The ability to return interstitial protein to central blood is key to the defence against oedema. The aim of this study was to quantify this ability by measuring the rate at which radiolabelled human immunoglobulin (HIgG) accumulated in blood following injection into the subcutis of the hand in normal volunteers and in patients with breast cancer-related lymphoedema (BCRL).

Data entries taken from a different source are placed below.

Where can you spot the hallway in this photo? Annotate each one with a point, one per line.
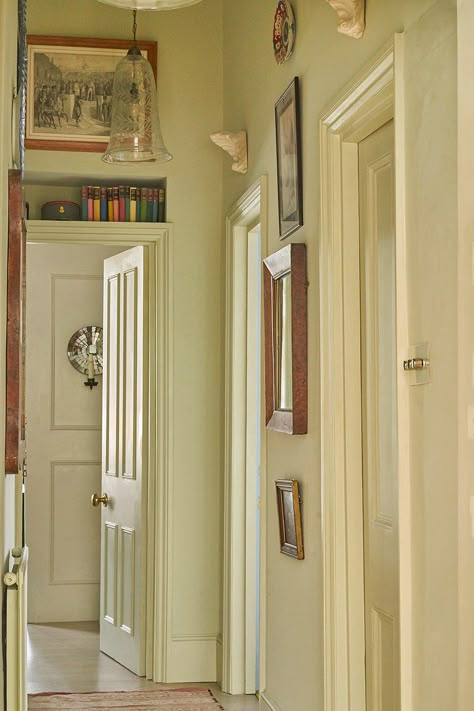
(66, 657)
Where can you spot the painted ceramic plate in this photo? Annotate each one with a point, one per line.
(283, 31)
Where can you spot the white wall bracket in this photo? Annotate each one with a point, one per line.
(235, 144)
(352, 16)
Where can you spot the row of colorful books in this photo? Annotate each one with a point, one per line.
(122, 203)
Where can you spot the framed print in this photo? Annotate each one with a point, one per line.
(289, 518)
(290, 194)
(286, 341)
(69, 97)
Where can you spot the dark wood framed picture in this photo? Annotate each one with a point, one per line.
(289, 517)
(286, 340)
(288, 145)
(69, 97)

A total of 37 control subjects (healthy normal volunteers or breast cancer patients prior to treatment) and 18 women with BCRL were studied with dual-isotope lymphoscintigraphy. Each received bilateral subcutaneous depot injection in the dorsal web space of HIgG labelled with Tc-99m on one side and In-111 on the other. Activities remaining at the depot and accumulating in blood were measured at regular intervals for 3 h. Clearance from the depot was exponential and expressed as the rate constant k(depot) (min(-1)). Accumulation in blood was essentially linear and, using an estimate of blood volume based on height and weight, was expressed as the linear constant b(blood) (% administered activity x min(-1)). The time axis intercept of this linear fit was recorded as an index of the minimum time to arrival of radioprotein in blood. The efficiency with which radioprotein that has left the depot (extra-depot activity) is transported into blood [tissue-to-blood (T-B) transport] was quantified (1) as the quotient b(blood)/k(depot), and (2) as a function of time after injection by comparing the total amount of radioprotein in blood at any time with the total amount of radioprotein that was no longer in the depot at the same time.

Tc-99m-HIgG and In-111-HIgG behaved similarly and are interchangeable. At all times between 60 and 180 min in controls, about 50% of protein that had left the depot was present in blood. T-B transport was reduced to about 20% in BCRL arms in which the hand was involved in swelling (p < 0.001 versus controls), but remained unchanged in patients in whom the hand was spared. The minimum time to arrival of radioprotein in blood was not reduced in BCRL; on the contrary, there appeared to be a small proportion of injected activity that arrived rapidly in blood in BCRL patients but not in controls.

We conclude that T-B transport is only impaired in BCRL when radioprotein is injected into swollen tissue. Significant quantities of radioprotein may escape from the arm via local access to blood. Individual variation in this capacity may explain the regional sparing observed in BCRL.